If intelligence is a handicap, then a favorable direction of evolution is less of it. And, that will likely minimize pain for humanity.

Tuesday, February 18, 2014

Noisy trials

A recent study in the European Heart Journal that shows that the common wisdom that high HDL has a protective positive effect on cardiovascular health could be wrong, is a warning signal to traditional medicine, handicapped with normality statistics and decades long practice of small randomized trials. As many other disciplines prove routinely, including the mathematically pure Physics, once stated, a hypothesis is easy to prove. And, as everybody knows, economists can prove pretty much anything including the Princeton hypothesis that 100 Trillion in US debt will cure all the world’s ills. Medicine, has been lagging for decades – driven by the collection and use of noise from limited observations to satisfy regulators blinded by ignorance and institutionalism.

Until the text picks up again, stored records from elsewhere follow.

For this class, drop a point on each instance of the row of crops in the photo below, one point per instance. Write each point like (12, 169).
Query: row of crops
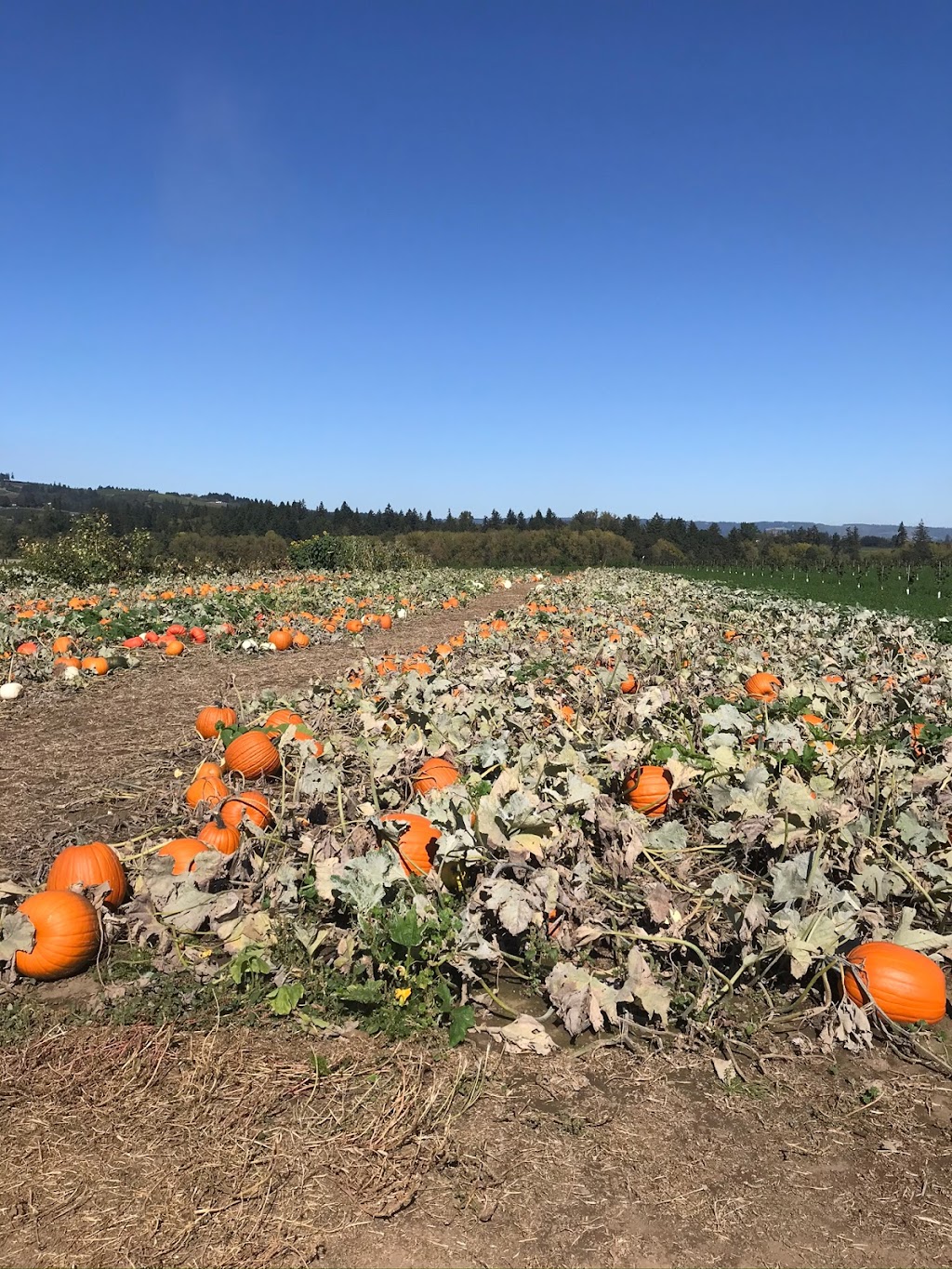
(638, 800)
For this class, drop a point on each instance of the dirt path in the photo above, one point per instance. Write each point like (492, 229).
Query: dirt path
(228, 1150)
(93, 761)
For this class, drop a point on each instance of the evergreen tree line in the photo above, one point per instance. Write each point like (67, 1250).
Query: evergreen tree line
(225, 531)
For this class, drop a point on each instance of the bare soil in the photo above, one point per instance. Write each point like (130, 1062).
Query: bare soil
(150, 1146)
(190, 1144)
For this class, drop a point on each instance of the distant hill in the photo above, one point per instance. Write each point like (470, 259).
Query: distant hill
(20, 496)
(866, 531)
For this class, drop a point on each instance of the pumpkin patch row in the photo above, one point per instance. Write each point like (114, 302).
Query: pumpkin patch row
(749, 792)
(51, 633)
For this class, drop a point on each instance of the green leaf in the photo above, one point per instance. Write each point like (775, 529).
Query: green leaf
(403, 929)
(461, 1019)
(285, 998)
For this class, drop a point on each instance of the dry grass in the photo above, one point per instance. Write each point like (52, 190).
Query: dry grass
(146, 1146)
(150, 1146)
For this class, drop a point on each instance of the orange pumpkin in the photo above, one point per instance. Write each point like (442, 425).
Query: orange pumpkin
(417, 841)
(904, 984)
(207, 772)
(89, 866)
(313, 747)
(183, 852)
(66, 934)
(252, 754)
(214, 717)
(208, 789)
(219, 837)
(763, 687)
(249, 803)
(435, 773)
(648, 789)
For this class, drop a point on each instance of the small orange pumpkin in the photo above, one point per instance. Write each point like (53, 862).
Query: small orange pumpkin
(435, 773)
(183, 852)
(904, 984)
(249, 803)
(212, 719)
(417, 841)
(281, 717)
(763, 687)
(66, 934)
(648, 789)
(207, 772)
(207, 789)
(252, 754)
(89, 865)
(219, 837)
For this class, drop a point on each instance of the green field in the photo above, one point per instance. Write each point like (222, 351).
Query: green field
(926, 591)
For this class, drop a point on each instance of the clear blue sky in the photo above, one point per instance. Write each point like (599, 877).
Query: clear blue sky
(692, 258)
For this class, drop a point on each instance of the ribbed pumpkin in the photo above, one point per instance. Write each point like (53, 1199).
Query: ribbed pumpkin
(209, 791)
(219, 837)
(89, 865)
(315, 747)
(249, 803)
(209, 720)
(435, 773)
(66, 934)
(282, 717)
(183, 852)
(904, 984)
(252, 754)
(417, 841)
(648, 789)
(763, 687)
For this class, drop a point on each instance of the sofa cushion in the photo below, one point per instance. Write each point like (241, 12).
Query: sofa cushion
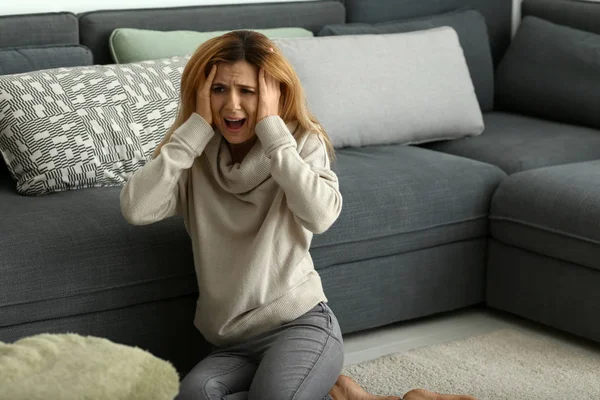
(551, 71)
(553, 211)
(72, 253)
(516, 143)
(129, 45)
(399, 199)
(72, 128)
(472, 34)
(95, 27)
(394, 92)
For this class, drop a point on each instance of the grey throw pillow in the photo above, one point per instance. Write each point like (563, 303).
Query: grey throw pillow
(472, 33)
(551, 71)
(401, 88)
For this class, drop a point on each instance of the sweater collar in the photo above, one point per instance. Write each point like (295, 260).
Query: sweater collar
(242, 177)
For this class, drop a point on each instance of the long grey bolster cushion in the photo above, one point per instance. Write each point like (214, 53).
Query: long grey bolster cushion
(551, 71)
(402, 88)
(472, 32)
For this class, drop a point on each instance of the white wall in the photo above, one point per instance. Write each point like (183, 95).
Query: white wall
(77, 6)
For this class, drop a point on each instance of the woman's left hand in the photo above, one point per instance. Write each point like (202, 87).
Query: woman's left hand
(269, 93)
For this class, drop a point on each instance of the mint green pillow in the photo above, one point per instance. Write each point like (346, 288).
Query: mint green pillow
(129, 45)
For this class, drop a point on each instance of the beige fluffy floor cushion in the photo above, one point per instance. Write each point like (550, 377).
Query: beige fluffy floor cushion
(73, 367)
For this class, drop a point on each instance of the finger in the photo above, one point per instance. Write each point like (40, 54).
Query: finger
(210, 79)
(261, 79)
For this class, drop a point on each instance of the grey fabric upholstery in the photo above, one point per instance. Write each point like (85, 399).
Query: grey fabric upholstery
(38, 29)
(516, 143)
(399, 199)
(164, 327)
(551, 291)
(25, 59)
(83, 259)
(582, 15)
(383, 290)
(552, 211)
(72, 253)
(472, 33)
(551, 71)
(96, 26)
(498, 15)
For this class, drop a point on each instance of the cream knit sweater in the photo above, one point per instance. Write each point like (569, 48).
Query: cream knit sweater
(251, 223)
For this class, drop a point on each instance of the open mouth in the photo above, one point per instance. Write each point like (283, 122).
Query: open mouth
(235, 124)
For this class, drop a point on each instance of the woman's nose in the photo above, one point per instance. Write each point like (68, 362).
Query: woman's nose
(233, 101)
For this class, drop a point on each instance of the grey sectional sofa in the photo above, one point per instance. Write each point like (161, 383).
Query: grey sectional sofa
(508, 218)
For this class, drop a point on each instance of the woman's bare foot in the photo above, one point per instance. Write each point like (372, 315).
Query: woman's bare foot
(346, 389)
(422, 394)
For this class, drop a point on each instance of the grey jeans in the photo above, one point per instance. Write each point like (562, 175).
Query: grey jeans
(300, 360)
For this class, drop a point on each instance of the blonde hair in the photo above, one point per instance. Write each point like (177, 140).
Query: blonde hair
(258, 50)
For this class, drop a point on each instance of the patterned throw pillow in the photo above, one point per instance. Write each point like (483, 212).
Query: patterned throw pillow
(72, 128)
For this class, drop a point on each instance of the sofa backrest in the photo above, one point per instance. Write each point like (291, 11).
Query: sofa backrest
(497, 13)
(96, 26)
(576, 14)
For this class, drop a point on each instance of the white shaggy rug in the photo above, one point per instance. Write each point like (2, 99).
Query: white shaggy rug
(503, 365)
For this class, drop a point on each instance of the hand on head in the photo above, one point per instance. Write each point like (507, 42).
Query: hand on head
(269, 94)
(203, 96)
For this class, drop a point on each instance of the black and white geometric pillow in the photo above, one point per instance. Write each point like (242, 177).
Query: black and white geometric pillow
(72, 128)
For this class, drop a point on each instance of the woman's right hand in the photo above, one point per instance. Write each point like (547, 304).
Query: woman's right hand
(203, 96)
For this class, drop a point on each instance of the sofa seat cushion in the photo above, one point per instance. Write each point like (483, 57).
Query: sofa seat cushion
(516, 143)
(72, 253)
(404, 198)
(553, 211)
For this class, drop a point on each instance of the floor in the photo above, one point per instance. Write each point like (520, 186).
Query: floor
(397, 338)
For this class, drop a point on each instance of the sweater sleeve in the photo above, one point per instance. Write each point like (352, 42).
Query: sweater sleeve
(155, 191)
(310, 186)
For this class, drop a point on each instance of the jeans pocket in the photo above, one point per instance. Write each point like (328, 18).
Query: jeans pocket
(327, 311)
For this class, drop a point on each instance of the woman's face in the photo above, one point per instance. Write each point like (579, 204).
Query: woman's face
(234, 100)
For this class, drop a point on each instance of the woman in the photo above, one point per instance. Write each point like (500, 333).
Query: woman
(248, 167)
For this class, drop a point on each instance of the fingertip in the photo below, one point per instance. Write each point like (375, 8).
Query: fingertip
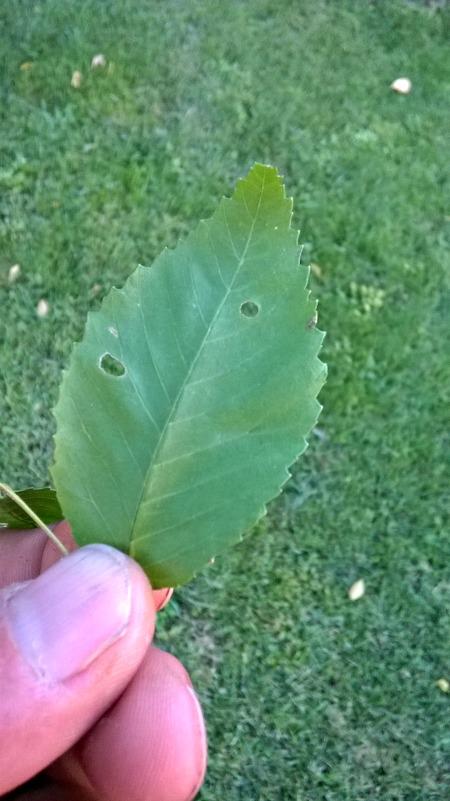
(151, 746)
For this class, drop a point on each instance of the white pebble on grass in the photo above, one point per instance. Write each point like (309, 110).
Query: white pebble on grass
(14, 273)
(98, 61)
(357, 590)
(76, 79)
(401, 85)
(42, 309)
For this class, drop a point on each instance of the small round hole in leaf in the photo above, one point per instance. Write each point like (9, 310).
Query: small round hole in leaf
(249, 309)
(112, 366)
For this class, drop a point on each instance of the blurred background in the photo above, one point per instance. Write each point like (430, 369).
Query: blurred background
(121, 124)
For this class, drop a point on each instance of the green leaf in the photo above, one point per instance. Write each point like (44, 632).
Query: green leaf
(193, 390)
(42, 501)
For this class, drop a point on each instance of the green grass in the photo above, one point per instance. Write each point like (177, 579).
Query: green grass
(308, 696)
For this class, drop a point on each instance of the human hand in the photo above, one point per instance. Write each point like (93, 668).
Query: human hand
(87, 704)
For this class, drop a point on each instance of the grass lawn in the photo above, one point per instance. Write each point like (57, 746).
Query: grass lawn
(308, 696)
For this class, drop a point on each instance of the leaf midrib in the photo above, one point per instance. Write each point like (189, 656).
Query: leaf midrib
(176, 402)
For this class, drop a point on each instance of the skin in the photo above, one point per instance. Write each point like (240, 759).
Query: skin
(90, 710)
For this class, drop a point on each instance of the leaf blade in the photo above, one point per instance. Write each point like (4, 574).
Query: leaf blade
(210, 410)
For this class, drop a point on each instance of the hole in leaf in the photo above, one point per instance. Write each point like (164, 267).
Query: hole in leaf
(249, 309)
(112, 366)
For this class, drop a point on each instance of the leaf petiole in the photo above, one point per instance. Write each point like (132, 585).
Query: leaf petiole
(20, 502)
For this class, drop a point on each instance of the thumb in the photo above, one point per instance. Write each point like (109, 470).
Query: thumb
(70, 641)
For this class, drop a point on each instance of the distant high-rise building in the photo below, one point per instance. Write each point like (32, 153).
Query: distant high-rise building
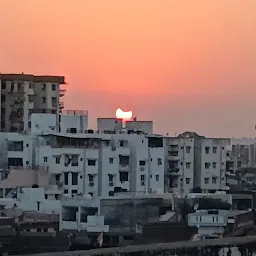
(22, 95)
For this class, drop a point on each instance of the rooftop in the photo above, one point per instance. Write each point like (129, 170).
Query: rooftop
(33, 78)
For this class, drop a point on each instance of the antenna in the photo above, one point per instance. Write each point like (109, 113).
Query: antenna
(196, 206)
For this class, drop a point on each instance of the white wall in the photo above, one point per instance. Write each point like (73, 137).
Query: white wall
(146, 126)
(32, 198)
(79, 122)
(109, 124)
(43, 123)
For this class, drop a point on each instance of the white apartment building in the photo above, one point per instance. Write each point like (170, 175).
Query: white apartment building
(194, 161)
(22, 95)
(102, 164)
(70, 121)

Mendelian randomization (MR) that combines genetic information with clinical observations is in the right direction. But till the industry realizes that normality statistics have lured them into conclusions that are utterly wrong, it will continue on the well-trodden and disastrous path. With little market feedback, the scientists are unlikely to see the emergence of black swans or the assumption that white swans walk in a straight line is wrong – and this will continue to propel them into bringing incremental therapies to market with little patient benefit. In the financial market, incompetence is rewarded by bankruptcy but in science, generally, incompetence is rewarded with prizes as the lack of feedback let those adept at data manipulation rise to the top.

Statistics – may have led humans astray in most fields with complex non-linear effects – such as Physics, Medicine and Economics. The engineers, who are happy with this conventional tool, may ultimately end up leading everybody else into dead-end alleys.